電車で行く映画「君の名は。」聖地巡礼!
前作「言の葉の庭」から3年、新鋭と呼ばれた新海誠監督の長編アニメーション映画「君の名は。」。公開前より話題になり、大変注目度が高かった作品です。公開後も瞬く間に過去の興行成績を抜いて大ヒットを飛ばし、世の人々の心に深く刻まれる作品となりました。中でも、舞台と言われている聖地には数多くの人が訪れています。
主人公の立花瀧が暮らすのは東京、四谷。イタリアンレストランでアルバイトをする高校生です。もう一人の主人公、宮水三葉は岐阜県飛騨地方で暮らしています。物語は東京と飛騨を行ったり来たり、やがて二人はつながっていくのですが……。そんな二人のせつない物語の舞台と言われる四谷~飛騨のコースをご紹介します。
▼ 目次
絶対に見逃せない「須賀神社」
まず訪れたいのは、映画のポスターにも使われ、聖地としても人気の高い須賀神社。瀧の住んでいる街は四谷と言われています。須賀神社の最寄り駅は東京メトロ丸の内線四谷三丁目駅です。駅からは徒歩約7分。
神社の境内につながる勾配が急なことが特徴的な男坂に、有名な階段があります。上るときより上り切ったところを振り返って見た景色は、映画を観たことがない人でもCMで流れていたシーンを思い出せるほど、イメージ通りの構図です。再現度が高く、一目で納得させられる風景。見逃せないという理由はここにあります。
階段の途中で瀧と三葉が振り返るシーンと同じように、都会の密集した住宅街が並ぶ背景で、ラストのシーンでもこの階段が使われたので、聖地巡礼には外せない場所。友達と訪れた際には、瀧役と三葉役になりきって「君の名は…!」とお互いに振り返りながら、あの有名なシーンを動画で撮るのも良いでしょう。
須賀神社では毎年6月に、江戸の五大祭りのひとつとしても有名だった御祭礼が行なわれます。夏の間だけ頒布している縁結びのお守りもお土産などにおすすめです。
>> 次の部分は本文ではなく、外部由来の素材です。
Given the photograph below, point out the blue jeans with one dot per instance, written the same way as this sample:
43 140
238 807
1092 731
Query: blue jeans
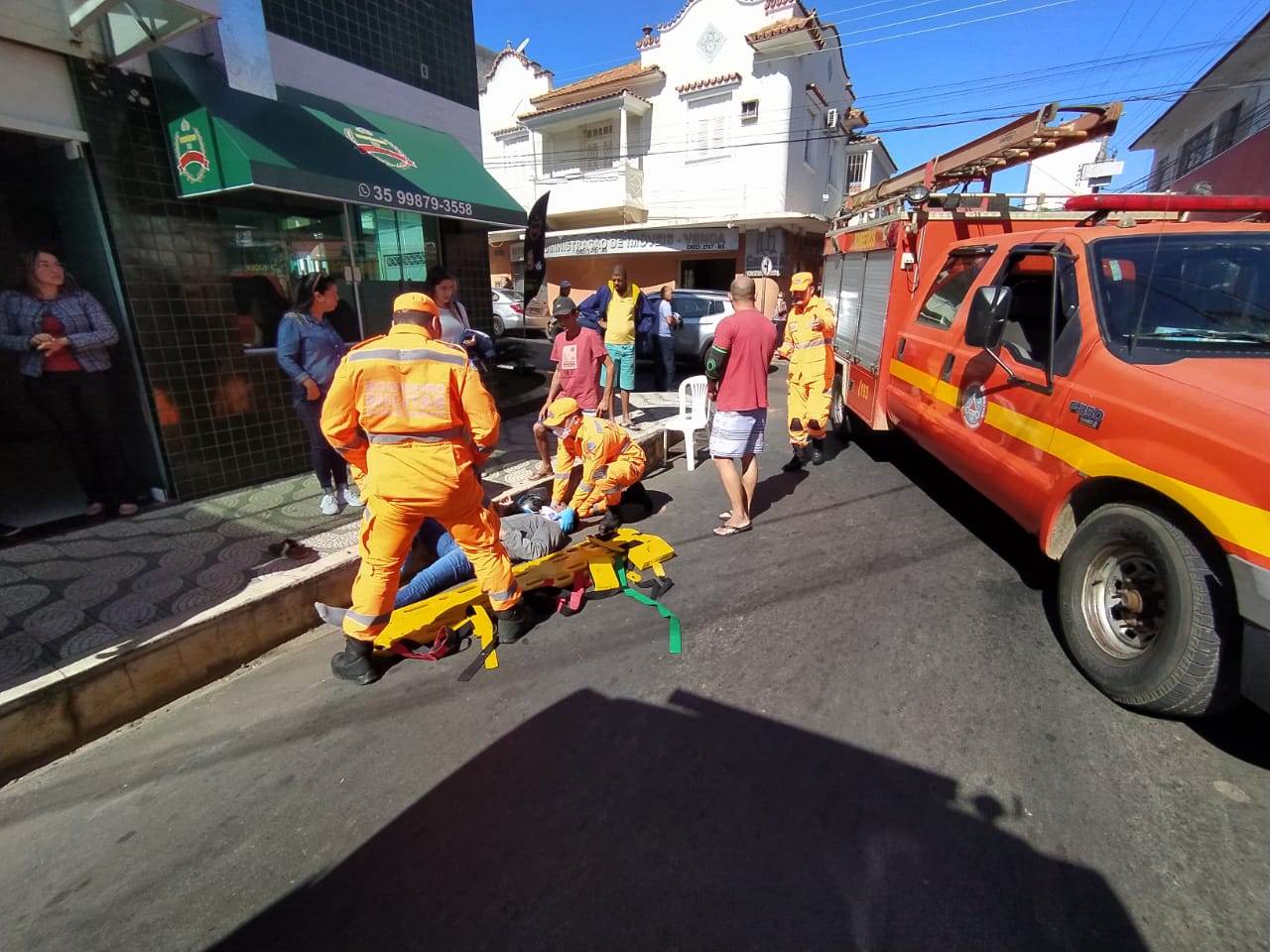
663 362
449 567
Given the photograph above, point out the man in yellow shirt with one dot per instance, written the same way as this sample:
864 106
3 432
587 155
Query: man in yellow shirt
620 308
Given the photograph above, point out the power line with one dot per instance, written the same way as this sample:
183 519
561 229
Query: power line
779 119
911 123
584 71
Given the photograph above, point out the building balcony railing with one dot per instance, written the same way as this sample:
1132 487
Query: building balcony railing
613 193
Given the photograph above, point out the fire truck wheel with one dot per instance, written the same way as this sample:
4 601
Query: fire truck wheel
1147 613
838 413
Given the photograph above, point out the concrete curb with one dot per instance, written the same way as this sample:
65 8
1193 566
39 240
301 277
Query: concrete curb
54 715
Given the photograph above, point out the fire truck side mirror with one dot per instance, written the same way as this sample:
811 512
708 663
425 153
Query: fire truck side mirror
985 324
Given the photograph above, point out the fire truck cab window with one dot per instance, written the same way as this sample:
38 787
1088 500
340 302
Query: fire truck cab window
952 285
1030 278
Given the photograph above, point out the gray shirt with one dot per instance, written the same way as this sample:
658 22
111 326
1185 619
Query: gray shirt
529 536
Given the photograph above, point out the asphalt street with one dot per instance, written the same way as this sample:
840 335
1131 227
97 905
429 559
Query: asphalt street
871 740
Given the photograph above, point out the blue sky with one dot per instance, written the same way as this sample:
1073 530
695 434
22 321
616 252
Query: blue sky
962 59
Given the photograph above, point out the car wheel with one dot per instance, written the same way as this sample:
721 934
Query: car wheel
705 349
1147 615
838 413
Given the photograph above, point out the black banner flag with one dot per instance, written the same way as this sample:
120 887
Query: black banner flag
535 248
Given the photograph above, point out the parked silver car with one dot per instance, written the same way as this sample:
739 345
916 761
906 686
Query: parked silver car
509 313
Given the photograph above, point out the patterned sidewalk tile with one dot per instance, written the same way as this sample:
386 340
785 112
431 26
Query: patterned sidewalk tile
72 595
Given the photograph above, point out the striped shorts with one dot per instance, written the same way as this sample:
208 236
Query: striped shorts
738 433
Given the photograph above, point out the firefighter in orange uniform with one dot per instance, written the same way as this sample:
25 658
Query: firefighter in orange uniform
611 462
810 349
413 414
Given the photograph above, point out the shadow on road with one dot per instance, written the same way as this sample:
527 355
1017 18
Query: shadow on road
622 825
1239 733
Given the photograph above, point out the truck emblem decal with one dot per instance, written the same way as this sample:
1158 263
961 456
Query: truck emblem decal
191 160
1087 416
974 407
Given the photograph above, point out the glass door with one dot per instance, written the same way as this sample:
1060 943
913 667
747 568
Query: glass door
391 254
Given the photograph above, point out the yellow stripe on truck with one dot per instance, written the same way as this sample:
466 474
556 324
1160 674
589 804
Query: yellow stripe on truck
1239 524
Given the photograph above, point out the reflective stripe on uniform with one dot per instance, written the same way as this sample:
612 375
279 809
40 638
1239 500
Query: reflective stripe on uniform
367 620
400 356
421 436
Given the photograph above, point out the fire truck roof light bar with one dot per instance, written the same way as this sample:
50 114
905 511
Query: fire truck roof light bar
1156 202
1014 144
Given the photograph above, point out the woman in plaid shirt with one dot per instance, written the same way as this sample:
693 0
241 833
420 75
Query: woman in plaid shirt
64 338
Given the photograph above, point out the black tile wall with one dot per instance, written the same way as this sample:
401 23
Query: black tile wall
398 39
225 416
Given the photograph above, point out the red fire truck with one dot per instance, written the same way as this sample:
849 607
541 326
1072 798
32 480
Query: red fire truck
1100 372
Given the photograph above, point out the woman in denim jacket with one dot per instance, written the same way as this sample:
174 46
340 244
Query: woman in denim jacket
64 338
309 350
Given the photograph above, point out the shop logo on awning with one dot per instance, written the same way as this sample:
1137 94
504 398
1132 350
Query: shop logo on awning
377 146
191 160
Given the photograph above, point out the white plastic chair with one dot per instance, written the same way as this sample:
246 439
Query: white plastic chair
694 416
須賀神社を訪れたら、次は四ツ谷駅を目指します。四ツ谷駅までの道や駅周辺には、「分かれ道」や「ポスト」、「十字路」など映画の中で使われているスポットがたくさん登場するので、注意深く散策しましょう。
【施設情報】
- 施設名:須賀神社
- 所在地:〒160-0018 東京都新宿区須賀町5番地
- 電話番号:03-3351-7023
- 詳細情報:
https://www.homemate-research-religious-building.com/dtl/00000000000000202647/
映画の中で多くのシーンに登場「信濃町駅周辺」
東京都新宿区信濃町にあるJR東中央本線信濃町駅付近は、「君の名は。」で出てこない場所がないのではというほど、風景カットが多い場所です。隣の駅、四ツ谷駅も待ち合わせ場所として何度も登場しますが、今回は信濃町駅周辺スポットをご紹介します。
歩道橋
主人公の瀧がたびたび考えごとをする場所が、信濃町駅近くにある歩道橋です。映画では歩道橋の向こうに大きな木々が描かれていますが、実際には寺院が存在。写真撮影をする場合には、歩道橋の階段を上り切る手前から歩道橋の真ん中に立ったところを撮るのが良いでしょう。
ドコモタワー遠景
代々木にあるドコモタワーは、その形から周辺ビルより目立ち、四方八方から目印とされているスポットです。新海監督作品の特徴とも言えるきめこまやかな風景描写が際立っており、映画の中でも再現度が高いカットで、アニメーションと現実が交錯するような不思議な感覚に陥ります。
【施設情報】
- 施設名:信濃町駅
- 所在地:〒160-0016 東京都新宿区信濃町34
- 電話番号:050-2016-1600(JR東日本お問合せセンター)
- 詳細情報:
https://www.homemate-research-station.com/dtl/46000000000000002570/
映画のオープニングに登場「新宿警察署裏の信号」
新宿駅周辺にも映画に出てくる風景カットはたくさんあります。特に、新宿警察署裏の西新宿交差点は、円形になっていて特徴的な形をしていることで有名です。映画で出てきたシーンと同じように、円形交差点と周囲のビルを一枚の写真に収めたい場合は、カメラの広角レンズを持参すると良いでしょう。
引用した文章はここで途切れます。